What Is AI Security?

AI Security protects AI models, data, pipelines, and AI-powered apps from manipulation, leakage, and abuse.

Will AI Take Over Cyber Security?

No. AI speeds up detection and response, but people still run security strategy and decisions.

Will Cyber Security Be Replaced By AI?

No. AI becomes part of cybersecurity, not a replacement for it.

How Can AI Be Used In Cyber Security?

AI helps with detection, anomaly analysis, alert triage, automation, and incident response.

Will AI Replace Cyber Security?

No. AI reduces manual work, but security still needs human oversight and governance.

How Can AI Improve Cloud Security Measures?

AI detects misconfigurations and anomalies faster and can trigger automated remediation.

How Do I Enhance Cloud Security With AI

Use AI for continuous monitoring, behaviour analytics, and auto-fixing high-risk cloud issues.

Which AI Is Best For Network Security Management?

There isn’t one “best” AI—choose tools trained for traffic analytics, anomaly detection, and threat classification.

What Is The Future Of AI In Cloud Security?

More proactive detection, faster remediation, and better control of cloud complexity.

Will AI Replace Cyber Security Jobs?

Unlikely. AI changes roles by automating tasks, but increases demand for oversight and expertise.

Will AI Take Over Cyber Security Jobs?

No. AI automates repetitive work; humans handle judgement, policy, and risk trade-offs.

How Is AI Used In Cyber Security?

AI finds patterns in security data to improve detection speed and reduce false positives.

Which Company Offers Top AI Inference Security?

“Top” varies—look for vendors that protect inference inputs/outputs, data exposure, and runtime abuse.

How AI Can Help In Cyber Security?

AI improves speed, scale, and consistency across detection, investigation, and response.

How Has Gen AI Affected Security?

It adds new risks like prompt injection, data leakage, and model misuse.

How Has Generative AI Affected Security?

It expands the attack surface and increases the need for AI governance and controls.

How Can Generative AI Be Used In Cyber Security?

It helps summarise incidents, generate playbooks, assist investigations, and improve training.

Is AI Taking Over Cyber Security?

No. AI is embedded in tools, but security remains a human-led discipline.

Will AI Take Cyber Security Jobs?

AI shifts job tasks, but most teams still need more people as AI adoption grows.

Can AI Do Cyber Security?

AI can do tasks, but it cannot run an end-to-end security program alone.

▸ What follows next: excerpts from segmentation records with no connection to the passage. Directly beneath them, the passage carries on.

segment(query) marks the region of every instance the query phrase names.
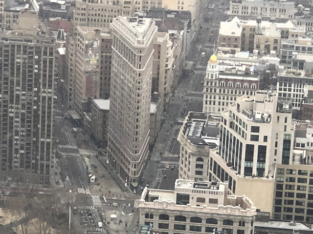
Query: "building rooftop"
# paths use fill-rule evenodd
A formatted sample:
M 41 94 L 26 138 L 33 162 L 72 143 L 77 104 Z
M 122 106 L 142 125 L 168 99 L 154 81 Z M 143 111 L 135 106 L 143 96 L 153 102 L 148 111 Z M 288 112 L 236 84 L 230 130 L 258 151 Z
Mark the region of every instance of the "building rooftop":
M 284 229 L 311 230 L 312 229 L 305 224 L 296 222 L 284 222 L 282 221 L 269 220 L 268 222 L 261 222 L 256 221 L 254 222 L 255 227 L 263 227 L 264 228 L 271 228 L 273 229 Z
M 192 144 L 210 148 L 215 148 L 219 144 L 219 116 L 189 112 L 182 129 L 182 134 Z
M 92 101 L 94 102 L 98 108 L 100 110 L 110 110 L 110 99 L 103 98 L 93 99 Z
M 141 194 L 139 208 L 172 209 L 178 211 L 255 215 L 256 209 L 251 200 L 242 196 L 227 195 L 228 185 L 206 181 L 177 179 L 175 191 L 145 188 Z M 182 195 L 181 194 L 183 194 Z M 198 196 L 204 198 L 201 206 L 197 205 Z M 211 199 L 215 201 L 210 201 Z
M 240 20 L 235 17 L 230 21 L 221 21 L 220 26 L 220 35 L 240 37 L 243 28 Z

Can Cyber Security Be Replaced By AI?

No. Security requires governance, accountability, and human decision-making.

Will Cyber Security Jobs Be Replaced By AI?

No. Jobs evolve toward higher-value work like oversight, detection engineering, and governance.

Further Reading

Discover AI Security Vendors in the Cybersecurity landscape. If you are an IT AI Security vendor then you might be interested in our post on why webinars help to generate pipeline.